Challenges

Verifiable Governance for Agentic AI: From Advisory Principles to Runtime Watchdogs

By Marc Molas·March 23, 2026·11 min read

The governance gap in agentic AI is structural, not philosophical. Most AI governance — principles, codes of ethics, model cards, advisory frameworks — describes how AI should behave. None of it stops the AI from doing something else when nobody is watching. For predictive models with no real-world side effects, that gap is tolerable.

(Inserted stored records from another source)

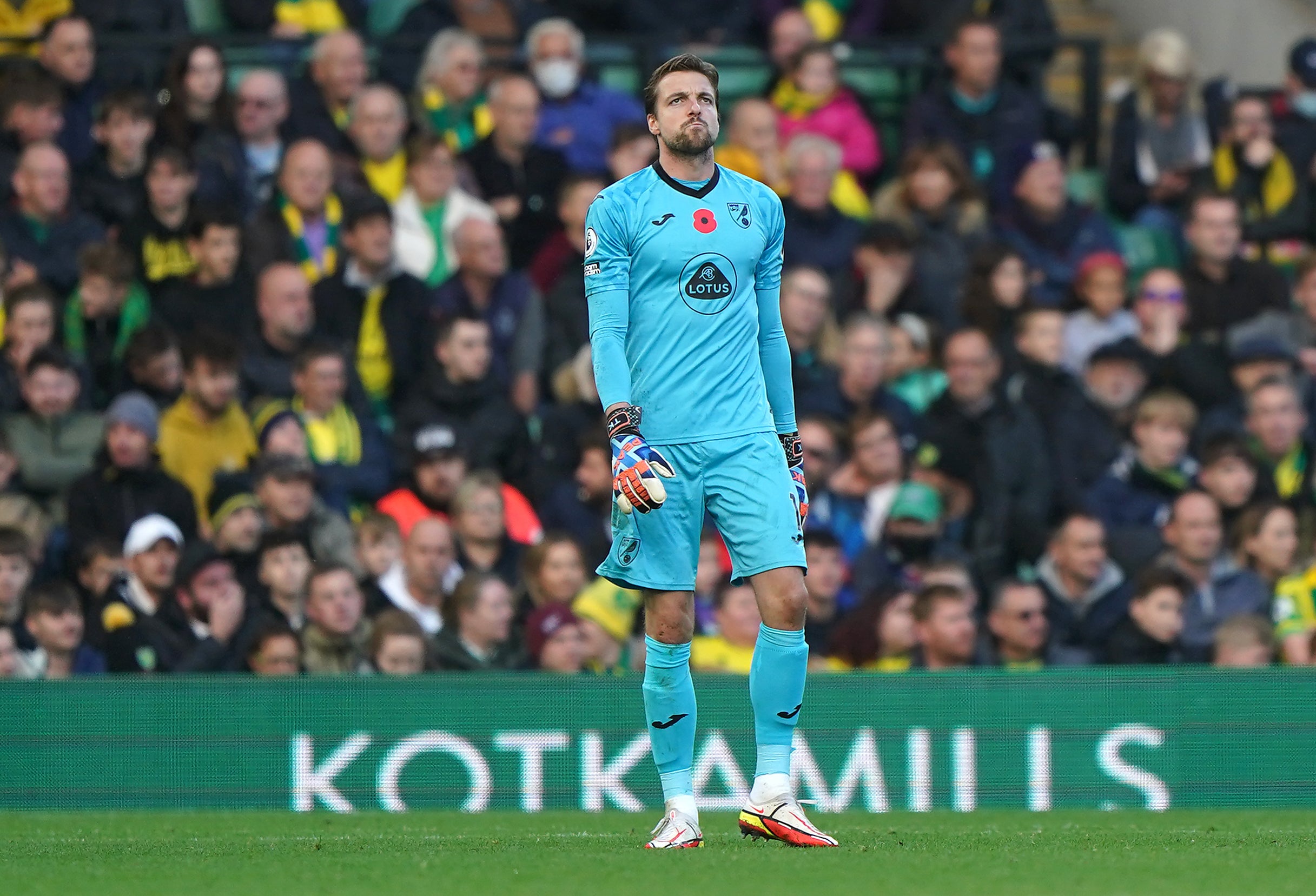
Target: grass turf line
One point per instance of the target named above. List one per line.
(986, 853)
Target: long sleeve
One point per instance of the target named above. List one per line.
(774, 353)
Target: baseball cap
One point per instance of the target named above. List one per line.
(147, 532)
(1302, 62)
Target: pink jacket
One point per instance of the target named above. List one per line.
(840, 120)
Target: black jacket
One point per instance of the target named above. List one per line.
(405, 315)
(107, 500)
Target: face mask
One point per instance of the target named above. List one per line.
(557, 78)
(1305, 104)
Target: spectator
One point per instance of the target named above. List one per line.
(29, 324)
(44, 233)
(478, 628)
(103, 315)
(482, 540)
(578, 116)
(1150, 632)
(448, 90)
(1086, 593)
(812, 101)
(878, 635)
(54, 619)
(1136, 494)
(127, 481)
(1053, 233)
(335, 639)
(69, 56)
(553, 640)
(206, 432)
(377, 125)
(285, 486)
(1219, 588)
(1251, 168)
(518, 178)
(816, 231)
(1099, 284)
(857, 386)
(944, 628)
(1223, 289)
(989, 120)
(154, 365)
(981, 441)
(53, 442)
(320, 102)
(274, 652)
(113, 182)
(428, 572)
(283, 572)
(302, 221)
(431, 210)
(1160, 137)
(936, 202)
(1090, 432)
(215, 295)
(1244, 642)
(262, 110)
(349, 453)
(732, 649)
(485, 289)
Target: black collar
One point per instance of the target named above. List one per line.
(682, 189)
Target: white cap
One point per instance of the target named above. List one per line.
(147, 532)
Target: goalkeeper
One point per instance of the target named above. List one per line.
(682, 268)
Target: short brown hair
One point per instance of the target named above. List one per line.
(685, 62)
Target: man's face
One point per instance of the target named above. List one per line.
(70, 52)
(1214, 231)
(262, 105)
(57, 632)
(949, 632)
(685, 116)
(466, 354)
(50, 391)
(378, 125)
(974, 57)
(372, 242)
(335, 603)
(516, 111)
(1019, 620)
(1194, 529)
(156, 566)
(1080, 549)
(285, 570)
(128, 447)
(1275, 419)
(211, 386)
(971, 368)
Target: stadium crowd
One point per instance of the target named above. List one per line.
(295, 370)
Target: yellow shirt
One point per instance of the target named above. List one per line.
(719, 655)
(387, 178)
(193, 449)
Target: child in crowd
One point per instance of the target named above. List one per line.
(1101, 286)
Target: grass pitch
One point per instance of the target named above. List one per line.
(985, 853)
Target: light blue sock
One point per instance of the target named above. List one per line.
(777, 694)
(670, 709)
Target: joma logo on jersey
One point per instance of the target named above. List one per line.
(709, 283)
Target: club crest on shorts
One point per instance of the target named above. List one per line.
(627, 550)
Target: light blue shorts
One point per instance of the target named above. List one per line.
(744, 483)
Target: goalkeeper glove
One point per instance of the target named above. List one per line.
(795, 461)
(636, 467)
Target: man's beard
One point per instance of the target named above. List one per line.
(690, 144)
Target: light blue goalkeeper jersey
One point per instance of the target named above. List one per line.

For agents that act through tool calls — sending emails, executing trades, modifying production data, spending money — it isn't.

The recent paper Verifiable Governance Architecture (VGA) for Organisations and Teams with Human and AI Employees (Fradelos, January 2026) names this gap directly: "many governance principles are advisory, while modern agents act through tool calls with real-world consequences." It then proposes an engineering pattern for closing it: a runtime Watchdog that mediates tool calls with fail-close (default-deny) semantics, governance encoded as policy-as-code (OPA/Rego), and an immutable evidence store that prevents the AI from hallucinating its own compliance.

This is the design pattern the field has needed for a while. It's worth understanding in detail because the choices are non-obvious and the failure modes of weaker alternatives are real.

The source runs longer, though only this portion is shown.